Bring Your Own Datatypes: Enabling Custom Datatype Exploration in TVM
In this post, we describe the Bring Your Own Datatypes framework, which enables the use of custom datatypes within TVM.
Introduction
When designing accelerators, an important decision is how one will approximately represent real numbers in hardware.
This problem has had a longstanding, industry-standard solution: the IEEE 754 floating-point standard.1
Yet,
when trying to squeeze
the most out of hardware
by building highly specialized designs,
does it make sense to use
general-purpose IEEE 754 floats?
If we know the numerical requirements
of our workload,
could we build a smaller,
faster,
or more power efficient datatype?
The answer is yes!
Researchers have already begun experimenting with new datatypes in academic and industrial accelerator designs.

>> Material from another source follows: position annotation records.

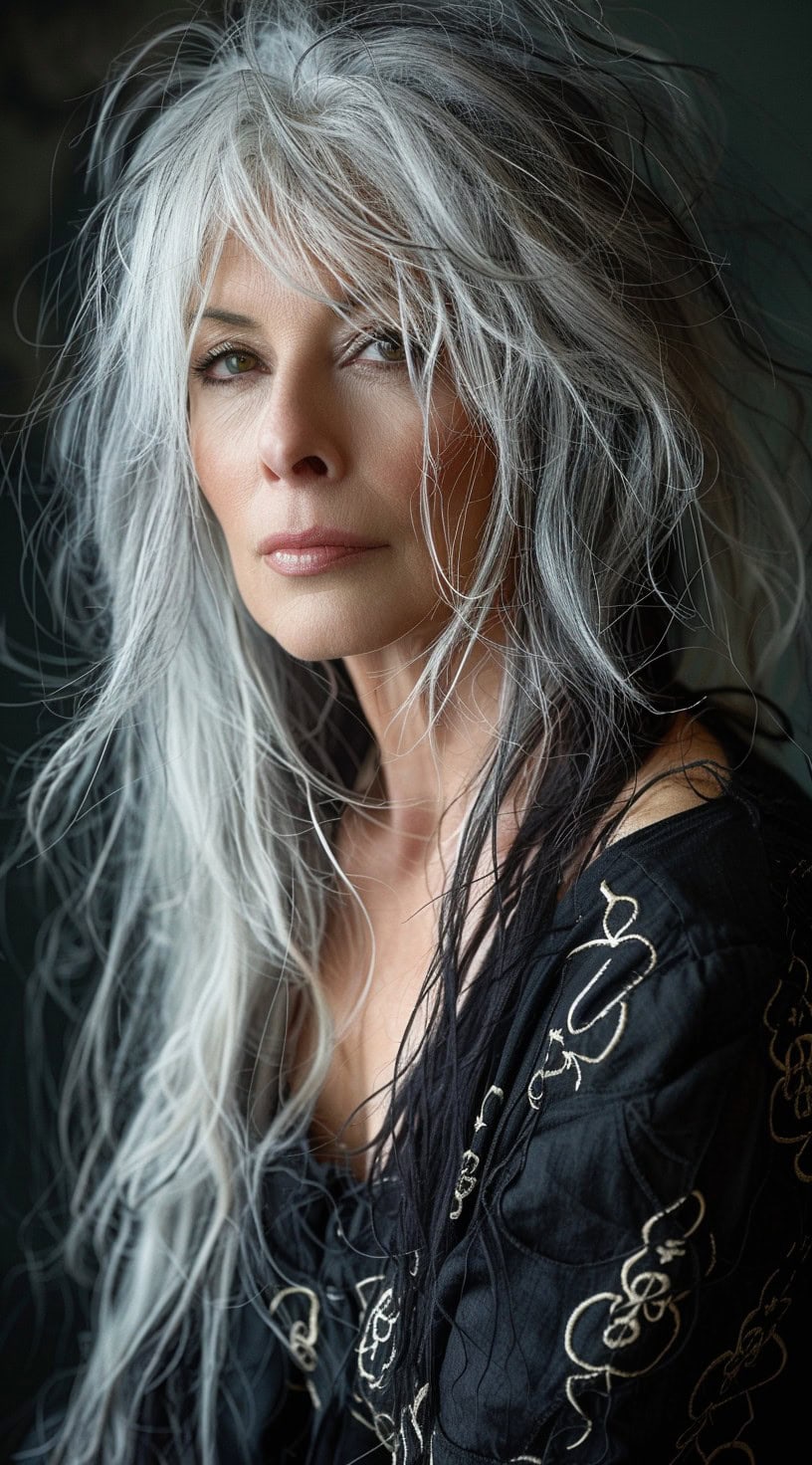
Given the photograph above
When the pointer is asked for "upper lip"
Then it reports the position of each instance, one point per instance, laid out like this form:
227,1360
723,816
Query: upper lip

For example, Google’s Tensor Processing Unit (the TPU) uses the bfloat
type: a single-precision IEEE float which has been truncated to 16 bits.
Due to the lax numerical requirements
of many deep learning workloads,
this truncation often has no effect
on model accuracy,
while instantly cutting the storage cost
in half.23
Before researchers begin building hardware for their datatype, however, they first need to determine how their datatype will behave numerically in the workloads they care about. This often involves first building a software-emulated version of their datatype (e.g. Berkeley SoftFloat or libposit), and then hacking the datatype directly into workloads, to see how the workload performs using the datatype. Even better is to integrate the datatype directly into compilers themselves, so that many different workloads can be compiled to use the datatype. Both routes can be tedious, with the latter route often becoming unmanageable given the size and complexity of modern compilers. One example taken from GitHub shows someone hacking the posit datatype into TensorFlow. The result is 237 commits, adding nearly 6000 lines of code and touching over 200 files across the codebase—and that’s just to add one datatype! This amount of work is prohibitive for many researchers.
To address these problems, we present the Bring Your Own Datatypes framework. The framework enables easy exploration of new datatypes in deep learning workloads by allowing users to plug their simulated datatype into TVM. Unlike the posits-in-Tensorflow example above, which enables a single new datatype in a compiler, the Bring Your Own Datatype framework enables a huge variety of user-defined types.
Bring Your Own Datatypes
The goal of the Bring Your Own Datatypes framework
is to enable users to run deep learning workloads
using custom datatypes.
In the Bring Your Own Datatypes framework,
“datatype” means a scalar type:
float
or uint
, for example.
We do not handle more complicated data formats
such as block floating point
or Intel’s Flexpoint.
Additionally,
we only claim to support
software emulated versions of these scalar datatypes;
we do not explicitly support compiling and running on custom datatype hardware.
Each tensor in TVM
is assigned a type code,
which defines the datatype of the scalars
within the tensor.
A number of these type codes
have hard-coded meanings in TVM,
mapping to common datatypes
such as int
and float
.
However,
the vast majority of type codes
are unused.
The Bring Your Own Datatypes framework
allows users to
claim these unused type codes
and add their own new datatypes
at runtime.
The framework is implemented as a registry which sits alongside TVM’s normal datatype facilities. There are two primary ways in which the user interacts with the datatype registry: first, datatype registration, and second, lowering function registration. These steps are akin to declaration and implementation of the datatype, respectively.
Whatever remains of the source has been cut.